We have no statute fixing a time after the court's decision in which the formal judgment must be signed by the judge and filed with the clerk. Section 15, article VI of the Constitution provides that
"Every case submitted to the judge of a superior court for his decision shall be decided within sixty days from the submission thereof. . . ."
But we have held the failure to render a decision within sixty days does not deprive the court of jurisdiction to enter judgment later. Williams v. Williams, 29 Ariz. 538, 243 P. 402; Johnson v. Johnson, 46 Ariz. 535, 52 P.2d 1162. In Edwards v.
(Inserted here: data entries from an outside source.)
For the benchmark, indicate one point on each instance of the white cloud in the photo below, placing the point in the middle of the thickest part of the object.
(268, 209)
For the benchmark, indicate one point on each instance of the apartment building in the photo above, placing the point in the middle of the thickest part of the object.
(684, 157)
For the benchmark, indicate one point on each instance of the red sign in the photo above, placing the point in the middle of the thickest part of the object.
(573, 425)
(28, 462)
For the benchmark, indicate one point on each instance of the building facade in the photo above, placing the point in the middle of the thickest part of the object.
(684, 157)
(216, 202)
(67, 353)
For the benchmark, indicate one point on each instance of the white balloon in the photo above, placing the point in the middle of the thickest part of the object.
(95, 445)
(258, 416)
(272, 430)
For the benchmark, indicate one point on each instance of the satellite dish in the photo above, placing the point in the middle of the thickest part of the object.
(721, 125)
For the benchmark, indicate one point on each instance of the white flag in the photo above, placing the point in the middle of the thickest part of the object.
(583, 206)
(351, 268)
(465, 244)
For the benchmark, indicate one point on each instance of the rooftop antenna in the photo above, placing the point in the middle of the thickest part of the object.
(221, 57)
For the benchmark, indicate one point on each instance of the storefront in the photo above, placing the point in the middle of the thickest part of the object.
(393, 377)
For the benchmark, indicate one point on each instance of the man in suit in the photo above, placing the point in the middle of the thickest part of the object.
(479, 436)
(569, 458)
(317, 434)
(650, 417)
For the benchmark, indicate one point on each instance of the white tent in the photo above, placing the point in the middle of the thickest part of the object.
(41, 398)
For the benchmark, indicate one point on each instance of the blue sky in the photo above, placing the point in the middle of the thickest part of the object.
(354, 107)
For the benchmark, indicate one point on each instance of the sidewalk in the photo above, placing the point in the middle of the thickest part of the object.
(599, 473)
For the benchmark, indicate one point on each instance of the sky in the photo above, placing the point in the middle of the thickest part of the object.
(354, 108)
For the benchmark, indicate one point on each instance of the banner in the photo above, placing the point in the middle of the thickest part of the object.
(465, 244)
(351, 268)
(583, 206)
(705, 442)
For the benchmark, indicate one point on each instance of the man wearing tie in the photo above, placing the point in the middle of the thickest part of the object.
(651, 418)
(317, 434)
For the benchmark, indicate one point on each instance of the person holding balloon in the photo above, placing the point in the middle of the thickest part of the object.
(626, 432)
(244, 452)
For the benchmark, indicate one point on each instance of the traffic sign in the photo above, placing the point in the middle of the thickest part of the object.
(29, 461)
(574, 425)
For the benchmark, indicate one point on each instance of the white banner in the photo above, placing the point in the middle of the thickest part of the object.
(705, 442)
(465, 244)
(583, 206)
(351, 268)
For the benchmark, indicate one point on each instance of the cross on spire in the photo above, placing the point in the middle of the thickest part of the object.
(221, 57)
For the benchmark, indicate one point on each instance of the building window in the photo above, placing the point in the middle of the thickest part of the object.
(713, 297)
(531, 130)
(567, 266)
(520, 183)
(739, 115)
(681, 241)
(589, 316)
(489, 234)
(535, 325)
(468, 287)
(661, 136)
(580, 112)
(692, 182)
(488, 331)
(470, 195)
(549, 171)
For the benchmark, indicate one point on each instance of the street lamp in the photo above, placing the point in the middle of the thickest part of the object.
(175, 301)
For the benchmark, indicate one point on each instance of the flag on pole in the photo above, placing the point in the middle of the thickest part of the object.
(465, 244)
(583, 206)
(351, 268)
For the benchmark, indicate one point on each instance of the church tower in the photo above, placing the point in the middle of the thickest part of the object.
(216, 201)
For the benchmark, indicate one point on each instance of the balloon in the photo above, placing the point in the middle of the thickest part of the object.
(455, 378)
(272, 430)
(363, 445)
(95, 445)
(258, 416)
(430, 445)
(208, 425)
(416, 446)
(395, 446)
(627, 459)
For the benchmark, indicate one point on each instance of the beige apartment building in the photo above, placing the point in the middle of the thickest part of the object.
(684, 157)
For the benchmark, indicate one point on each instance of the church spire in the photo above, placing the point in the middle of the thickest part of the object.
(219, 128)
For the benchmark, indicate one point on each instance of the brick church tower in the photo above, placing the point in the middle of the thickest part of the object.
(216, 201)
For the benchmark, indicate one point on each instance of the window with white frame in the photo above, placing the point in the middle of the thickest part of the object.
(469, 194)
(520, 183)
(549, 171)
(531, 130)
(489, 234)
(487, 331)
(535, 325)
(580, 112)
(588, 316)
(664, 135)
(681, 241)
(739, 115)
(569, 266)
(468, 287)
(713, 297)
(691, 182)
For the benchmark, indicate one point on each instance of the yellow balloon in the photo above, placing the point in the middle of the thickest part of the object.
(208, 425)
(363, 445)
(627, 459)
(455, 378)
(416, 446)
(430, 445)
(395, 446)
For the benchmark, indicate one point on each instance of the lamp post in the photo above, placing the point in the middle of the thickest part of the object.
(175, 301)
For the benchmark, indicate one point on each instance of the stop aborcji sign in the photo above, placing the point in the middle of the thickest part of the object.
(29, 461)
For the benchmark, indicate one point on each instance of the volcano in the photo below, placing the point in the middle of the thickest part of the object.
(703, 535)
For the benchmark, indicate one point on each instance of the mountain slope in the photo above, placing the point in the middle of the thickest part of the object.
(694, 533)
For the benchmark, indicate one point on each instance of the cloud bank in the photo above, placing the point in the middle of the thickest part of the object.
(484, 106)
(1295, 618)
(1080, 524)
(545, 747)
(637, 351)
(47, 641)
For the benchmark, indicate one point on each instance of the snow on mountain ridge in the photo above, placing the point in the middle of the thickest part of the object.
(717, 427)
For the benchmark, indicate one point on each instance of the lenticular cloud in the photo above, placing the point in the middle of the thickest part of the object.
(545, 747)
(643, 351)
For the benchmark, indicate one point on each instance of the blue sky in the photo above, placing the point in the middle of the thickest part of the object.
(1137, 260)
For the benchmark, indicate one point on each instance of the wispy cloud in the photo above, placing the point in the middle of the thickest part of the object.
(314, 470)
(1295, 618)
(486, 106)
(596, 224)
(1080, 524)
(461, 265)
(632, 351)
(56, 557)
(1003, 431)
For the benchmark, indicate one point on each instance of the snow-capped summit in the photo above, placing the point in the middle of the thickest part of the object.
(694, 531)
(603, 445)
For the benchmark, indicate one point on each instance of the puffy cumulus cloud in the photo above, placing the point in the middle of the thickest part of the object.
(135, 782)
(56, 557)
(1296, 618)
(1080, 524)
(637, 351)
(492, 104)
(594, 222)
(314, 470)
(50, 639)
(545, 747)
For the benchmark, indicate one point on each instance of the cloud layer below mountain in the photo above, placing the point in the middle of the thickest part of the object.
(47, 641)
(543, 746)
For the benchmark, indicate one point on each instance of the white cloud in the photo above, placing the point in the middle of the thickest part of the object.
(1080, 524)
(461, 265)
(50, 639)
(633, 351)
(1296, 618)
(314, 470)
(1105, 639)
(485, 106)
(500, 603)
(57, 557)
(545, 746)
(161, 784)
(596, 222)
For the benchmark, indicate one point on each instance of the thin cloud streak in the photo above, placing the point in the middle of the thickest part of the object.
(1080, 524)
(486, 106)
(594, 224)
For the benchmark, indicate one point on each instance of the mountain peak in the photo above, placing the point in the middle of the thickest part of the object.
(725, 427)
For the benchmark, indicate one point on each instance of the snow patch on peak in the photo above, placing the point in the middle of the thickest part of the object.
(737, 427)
Hellings, 103 Cal. 204, 37 P. 218, 220, it was held, under a statute authorizing the clerk of the court upon request to enter judgment immediately against a defaulting defendant, that such clerk might enter judgment eight years after entry of default. The court said:
". . . The provision that the clerk must enter the judgment `immediately' after entering his default is merely directory. His failure to do so may render him liable to an action by the judgment creditor, but does not render void the judgment subsequently entered upon such default; nor can the defendant against whom the judgment is entered invoke such failure for the purpose of annulling a judgment to which he has no other defense. The statute of limitations upon the judgment runs from the time of its entry, and not from its rendition. Trenouth v. Farrington, 54 Cal. 273. See, also, Franklin v. Merida, 50 Cal. 289. If the appellant had desired to set the statute of limitations running, he could himself have caused the judgment to be entered at any time after its rendition. . . ."
 There is nothing in this record to show that the entry of judgment on March 11, 1940, was inequitable or unfair or that failure to enter it earlier did harm to defendant. While the appeal is from a number of orders and rulings, it is also from the judgment itself, and there is no suggestion of error in the trial or in the amount of the judgment awarded.
The judgment is affirmed.
LOCKWOOD, C.J., and McALISTER, J., concur.